La compagnie veut profiter de la conjonction en Europe entre la «libéralisation» des télécoms et l’explosion d’Internet. Sur le plan électrique cette société annonçait cet été un «accord stratégique» avec une la compagnie Lectrix (émanation notamment de Siemens) pour que celle-ci gère cet aspect de son activité dont Digiplex reconnaissait dans un communiqué du 30 août qu’elle nécessitait «d’énormes niveaux de puissance électrique», non seulement comme source « primaire » mais également pour assurer l’ininterruptibilité de l’approvisionnement.







Proposition de motion pour une gestion de la demande en matière électrique conforme aux objectifs environnementaux de la politique cantonale de l’énergie



Le GRAND CONSEIL de la République et canton de Genève (…) invite fermement le Conseil d’Etat :




  • à considérer que la mise en oeuvre effective de la politique cantonale de l’énergie est un des grands chantiers prioritaires sur lesquels il se doit de s’engager, d’engager des moyens et d’obtenir des résultats.

  • à poursuivre et à accentuer les efforts entrepris pour arriver à des solutions de réduction de la demande et à des garanties contractuelles à long terme quant à l’approvisionnement en énergie de source renouvelable en ce qui concerne les implantations des centres informatiques évoqués ci-dessus.

  • à intervenir auprès des SIG pour veiller à ce que cette entreprise de service public – qui est un acteur clé de notre politique énergétique – mette en place et rende opérationnel dans les meilleurs délais un service consacré à la gestion de la demande (DSM).

  • dans le même esprit, à intervenir auprès des SIG, pour que cette entreprise aille de l’avant rapidement pour être en mesure de proposer à ses client-e-s des contrats d’approvisionnement en électricité fondés sur des sources à 100% renouvelables (notamment d’origine hydroélectrique)

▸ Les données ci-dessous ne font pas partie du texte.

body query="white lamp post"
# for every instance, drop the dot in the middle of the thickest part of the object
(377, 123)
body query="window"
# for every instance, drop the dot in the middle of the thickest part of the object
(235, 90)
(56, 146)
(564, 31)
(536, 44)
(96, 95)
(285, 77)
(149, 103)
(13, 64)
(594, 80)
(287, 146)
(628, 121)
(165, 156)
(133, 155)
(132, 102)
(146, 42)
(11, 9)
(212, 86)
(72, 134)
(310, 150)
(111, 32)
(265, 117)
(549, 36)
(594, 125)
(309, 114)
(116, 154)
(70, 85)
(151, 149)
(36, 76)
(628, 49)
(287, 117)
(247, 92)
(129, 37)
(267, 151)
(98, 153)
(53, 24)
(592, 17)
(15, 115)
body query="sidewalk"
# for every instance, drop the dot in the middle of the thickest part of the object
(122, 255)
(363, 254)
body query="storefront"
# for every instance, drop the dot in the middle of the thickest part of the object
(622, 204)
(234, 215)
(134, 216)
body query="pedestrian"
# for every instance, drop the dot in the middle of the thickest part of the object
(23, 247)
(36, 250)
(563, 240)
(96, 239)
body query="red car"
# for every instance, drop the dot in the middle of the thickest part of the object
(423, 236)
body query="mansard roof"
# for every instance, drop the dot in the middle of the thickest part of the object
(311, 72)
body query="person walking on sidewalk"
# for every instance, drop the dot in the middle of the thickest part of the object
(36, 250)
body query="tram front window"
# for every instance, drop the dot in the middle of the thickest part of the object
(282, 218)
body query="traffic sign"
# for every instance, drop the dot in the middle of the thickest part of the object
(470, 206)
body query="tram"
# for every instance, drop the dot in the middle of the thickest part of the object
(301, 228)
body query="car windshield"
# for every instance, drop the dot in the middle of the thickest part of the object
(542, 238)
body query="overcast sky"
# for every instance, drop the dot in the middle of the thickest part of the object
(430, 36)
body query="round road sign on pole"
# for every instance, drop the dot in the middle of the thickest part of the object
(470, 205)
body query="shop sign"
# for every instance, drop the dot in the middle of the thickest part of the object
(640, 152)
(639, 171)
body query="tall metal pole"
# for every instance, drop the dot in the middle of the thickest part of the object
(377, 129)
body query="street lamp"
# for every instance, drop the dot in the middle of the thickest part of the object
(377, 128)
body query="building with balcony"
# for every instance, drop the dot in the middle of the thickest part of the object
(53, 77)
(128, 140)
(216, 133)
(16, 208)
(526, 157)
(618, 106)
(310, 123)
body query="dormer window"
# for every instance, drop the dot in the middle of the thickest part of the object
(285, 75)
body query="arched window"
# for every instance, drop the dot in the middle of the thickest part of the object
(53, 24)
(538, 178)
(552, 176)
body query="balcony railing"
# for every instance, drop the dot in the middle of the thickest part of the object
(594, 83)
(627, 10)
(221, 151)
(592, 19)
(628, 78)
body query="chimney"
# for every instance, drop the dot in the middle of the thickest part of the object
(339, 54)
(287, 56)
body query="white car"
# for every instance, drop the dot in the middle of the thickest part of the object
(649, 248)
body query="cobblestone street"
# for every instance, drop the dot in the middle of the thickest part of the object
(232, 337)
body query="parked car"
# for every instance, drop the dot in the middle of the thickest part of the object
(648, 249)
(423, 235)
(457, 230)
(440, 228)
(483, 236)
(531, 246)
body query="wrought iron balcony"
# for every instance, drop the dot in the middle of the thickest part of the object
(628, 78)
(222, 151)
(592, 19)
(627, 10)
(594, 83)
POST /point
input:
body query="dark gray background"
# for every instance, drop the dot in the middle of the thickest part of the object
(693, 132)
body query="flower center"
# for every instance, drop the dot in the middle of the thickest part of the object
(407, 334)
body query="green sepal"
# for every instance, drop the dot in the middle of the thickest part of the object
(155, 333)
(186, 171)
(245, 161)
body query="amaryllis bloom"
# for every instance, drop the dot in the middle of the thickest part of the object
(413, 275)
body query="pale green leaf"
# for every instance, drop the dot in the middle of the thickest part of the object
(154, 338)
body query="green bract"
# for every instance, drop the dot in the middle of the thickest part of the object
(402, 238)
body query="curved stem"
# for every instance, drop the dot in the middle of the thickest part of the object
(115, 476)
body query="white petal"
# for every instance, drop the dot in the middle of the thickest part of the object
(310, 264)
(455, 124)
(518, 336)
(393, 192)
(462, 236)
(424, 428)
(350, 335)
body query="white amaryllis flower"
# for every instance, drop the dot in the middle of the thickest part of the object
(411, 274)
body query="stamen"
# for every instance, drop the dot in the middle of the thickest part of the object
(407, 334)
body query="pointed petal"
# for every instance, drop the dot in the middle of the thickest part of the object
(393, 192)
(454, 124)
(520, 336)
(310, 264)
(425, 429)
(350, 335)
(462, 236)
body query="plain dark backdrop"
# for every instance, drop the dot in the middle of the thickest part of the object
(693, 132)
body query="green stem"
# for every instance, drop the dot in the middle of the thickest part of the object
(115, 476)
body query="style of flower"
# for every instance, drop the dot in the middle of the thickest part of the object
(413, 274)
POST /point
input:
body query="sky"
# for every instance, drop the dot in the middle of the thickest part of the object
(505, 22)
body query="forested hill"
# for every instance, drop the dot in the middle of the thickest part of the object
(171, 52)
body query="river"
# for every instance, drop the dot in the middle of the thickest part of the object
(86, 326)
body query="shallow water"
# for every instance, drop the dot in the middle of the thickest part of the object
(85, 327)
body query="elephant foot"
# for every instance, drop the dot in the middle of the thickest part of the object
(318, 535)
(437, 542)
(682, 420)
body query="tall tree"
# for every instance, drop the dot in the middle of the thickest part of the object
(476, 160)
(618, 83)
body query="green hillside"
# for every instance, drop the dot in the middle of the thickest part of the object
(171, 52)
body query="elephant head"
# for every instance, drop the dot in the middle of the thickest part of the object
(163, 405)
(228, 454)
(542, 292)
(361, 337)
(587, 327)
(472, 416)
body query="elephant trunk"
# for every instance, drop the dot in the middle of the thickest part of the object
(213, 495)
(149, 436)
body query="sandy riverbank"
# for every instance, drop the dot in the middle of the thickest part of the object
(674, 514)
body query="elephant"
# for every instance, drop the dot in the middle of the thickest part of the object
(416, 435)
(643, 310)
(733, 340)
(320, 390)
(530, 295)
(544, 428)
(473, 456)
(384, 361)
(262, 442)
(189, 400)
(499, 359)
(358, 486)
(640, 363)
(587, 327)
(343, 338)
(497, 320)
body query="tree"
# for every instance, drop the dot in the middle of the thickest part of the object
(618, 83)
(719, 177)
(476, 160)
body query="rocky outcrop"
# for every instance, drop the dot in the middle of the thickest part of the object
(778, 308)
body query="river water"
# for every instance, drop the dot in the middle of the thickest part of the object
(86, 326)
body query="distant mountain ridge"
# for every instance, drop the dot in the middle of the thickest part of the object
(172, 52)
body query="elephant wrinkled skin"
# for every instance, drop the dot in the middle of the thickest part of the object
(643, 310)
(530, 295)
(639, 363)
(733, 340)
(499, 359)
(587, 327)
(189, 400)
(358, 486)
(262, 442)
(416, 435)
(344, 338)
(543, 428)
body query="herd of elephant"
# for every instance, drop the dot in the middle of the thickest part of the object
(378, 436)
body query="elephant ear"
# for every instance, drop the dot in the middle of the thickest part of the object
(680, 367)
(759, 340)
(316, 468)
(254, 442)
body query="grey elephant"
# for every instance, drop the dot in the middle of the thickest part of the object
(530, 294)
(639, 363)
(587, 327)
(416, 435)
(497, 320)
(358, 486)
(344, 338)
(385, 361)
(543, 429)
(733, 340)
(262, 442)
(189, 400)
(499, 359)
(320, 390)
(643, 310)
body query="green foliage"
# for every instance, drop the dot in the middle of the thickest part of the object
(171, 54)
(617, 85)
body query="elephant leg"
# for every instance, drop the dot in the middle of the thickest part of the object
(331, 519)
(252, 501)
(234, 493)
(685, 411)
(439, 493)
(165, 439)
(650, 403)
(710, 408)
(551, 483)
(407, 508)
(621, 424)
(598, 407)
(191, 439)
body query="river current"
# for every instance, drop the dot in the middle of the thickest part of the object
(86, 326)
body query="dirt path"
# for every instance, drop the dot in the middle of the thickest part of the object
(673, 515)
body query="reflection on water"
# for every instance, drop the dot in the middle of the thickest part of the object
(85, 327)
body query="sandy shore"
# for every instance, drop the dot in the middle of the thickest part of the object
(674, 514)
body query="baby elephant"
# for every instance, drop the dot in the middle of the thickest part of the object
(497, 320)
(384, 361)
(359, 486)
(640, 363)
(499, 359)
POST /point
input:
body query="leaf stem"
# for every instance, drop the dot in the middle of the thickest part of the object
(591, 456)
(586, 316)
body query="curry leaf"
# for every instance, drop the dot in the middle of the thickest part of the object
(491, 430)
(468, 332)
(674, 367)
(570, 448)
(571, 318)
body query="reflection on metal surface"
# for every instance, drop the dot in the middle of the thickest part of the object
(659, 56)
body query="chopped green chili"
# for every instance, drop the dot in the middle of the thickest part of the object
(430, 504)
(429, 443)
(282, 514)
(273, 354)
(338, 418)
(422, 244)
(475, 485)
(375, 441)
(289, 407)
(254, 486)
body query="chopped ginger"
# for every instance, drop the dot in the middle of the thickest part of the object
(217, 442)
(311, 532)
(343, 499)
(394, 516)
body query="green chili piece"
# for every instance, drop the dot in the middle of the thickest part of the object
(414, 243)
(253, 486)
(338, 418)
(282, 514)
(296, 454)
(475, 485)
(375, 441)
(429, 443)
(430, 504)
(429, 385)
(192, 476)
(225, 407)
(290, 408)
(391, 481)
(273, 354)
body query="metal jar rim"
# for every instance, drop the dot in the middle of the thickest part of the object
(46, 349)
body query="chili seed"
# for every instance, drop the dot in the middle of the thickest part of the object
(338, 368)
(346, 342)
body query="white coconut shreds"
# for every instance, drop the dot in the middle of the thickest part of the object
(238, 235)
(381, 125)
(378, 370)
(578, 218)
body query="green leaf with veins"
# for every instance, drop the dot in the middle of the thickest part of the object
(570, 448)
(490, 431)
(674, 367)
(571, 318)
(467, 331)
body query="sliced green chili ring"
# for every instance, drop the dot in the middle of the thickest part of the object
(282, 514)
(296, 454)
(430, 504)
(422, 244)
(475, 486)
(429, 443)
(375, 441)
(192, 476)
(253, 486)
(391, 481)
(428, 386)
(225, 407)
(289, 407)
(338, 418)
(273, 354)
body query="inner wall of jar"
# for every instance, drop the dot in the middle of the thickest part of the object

  • à soumettre à un examen critique l’ensemble du dispositif législatif cantonal et des procédures administratives touchant au domaine de l’énergie8 et à proposer rapidement au Grand Conseil toutes les mesures nécessaires pour éviter les dysfonctionnements et renforcer l’efficacité de celui-ci.

  • à se souvenir que l’article 160C de la Constitution est issu d’une initiative populaire approuvée par le souverain et intitulée l’«Energie, notre affaire» et à s’assurer que l’ensemble de la politique énergétique, tant au niveau de l’Etat que des SIG, se base sur une information complète au public et des comptes rendus aux citoyen-ne-s, ainsi qu’à leurs représentant-e-s à tous les niveaux.